Results: Initial randomized controlled trials in this area suggest that mindfulness interventions can improve pain management outcomes among chronic pain populations, and there is preliminary evidence for mindfulness interventions improving specific stress-related disease outcomes in some patient populations (i.e., clinical colds, psoriasis, irritable bowel syndrome, posttraumatic stress disorder, diabetes, HIV).

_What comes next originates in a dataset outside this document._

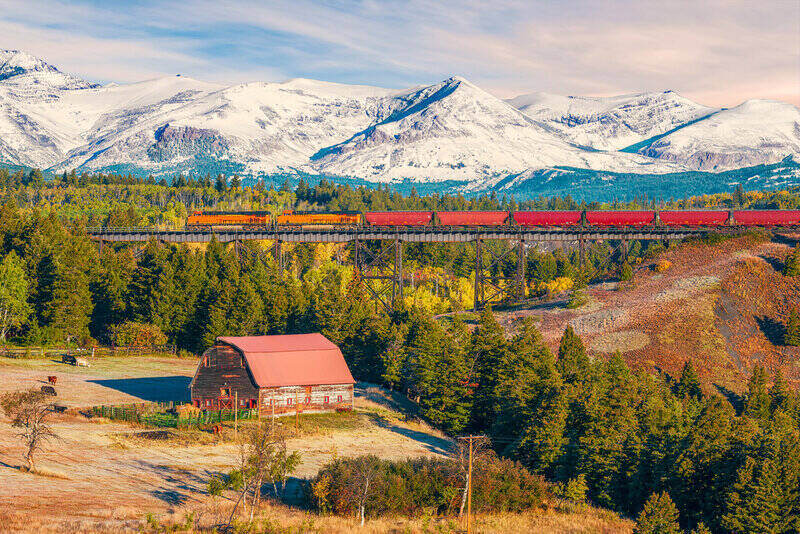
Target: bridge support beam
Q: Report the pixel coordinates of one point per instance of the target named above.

We offer a stress-buffering framework for the observed beneficial effects of mindfulness interventions and summarize supporting biobehavioral and neuroimaging studies that provide plausible mechanistic pathways linking mindfulness interventions with positive physical health outcomes.

Conclusions: We conclude with new opportunities for research and clinical implementations to consider in the next two decades.

Conflict of interest statement

Conflict of Interest Disclosure: The authors declare no financial conflicts of interest but disclose that David Creswell’s lab received research funding from the mindfulness company Headspace for conducting a mindfulness training study in 2018.

Figures

Figure 1.
Figure 1.
Plausible pathways linking mindfulness interventions with physical health. Mindfulness interventions, which train skills in monitoring present-moment experience with an orientation of acceptance, are proposed to impact physical health primarily among high-stress populations. Stress-buffering pathways in the brain, peripheral physiology, and subjective experience are posited to increase coping resources, which buffer recurrent, exaggerated, or dysregulated biological stress responses and negative health behaviors. Specifically, mindfulness interventions increase activity and connectivity in regulatory prefrontal cortex brain regions (the top-down regulatory pathway) and decrease reactivity and connectivity in regions that gate the body’s fight-or-flight stress response (the bottom-up reactivity pathway). These neural changes alter stress appraisals, decrease physiological stress reactivity in the sympathetic nervous system and hypothalamic-pituitary-adrenal (HPA) axis, and impact coping and health behaviors. Together, changes in neural and physiological stress responding, stress appraisals, coping, and health behaviors may be important mechanisms for improvements in stress-related disease outcomes observed following mindfulness interventions. Pathways outlined in dotted gray lines represent theorized mechanisms for future research.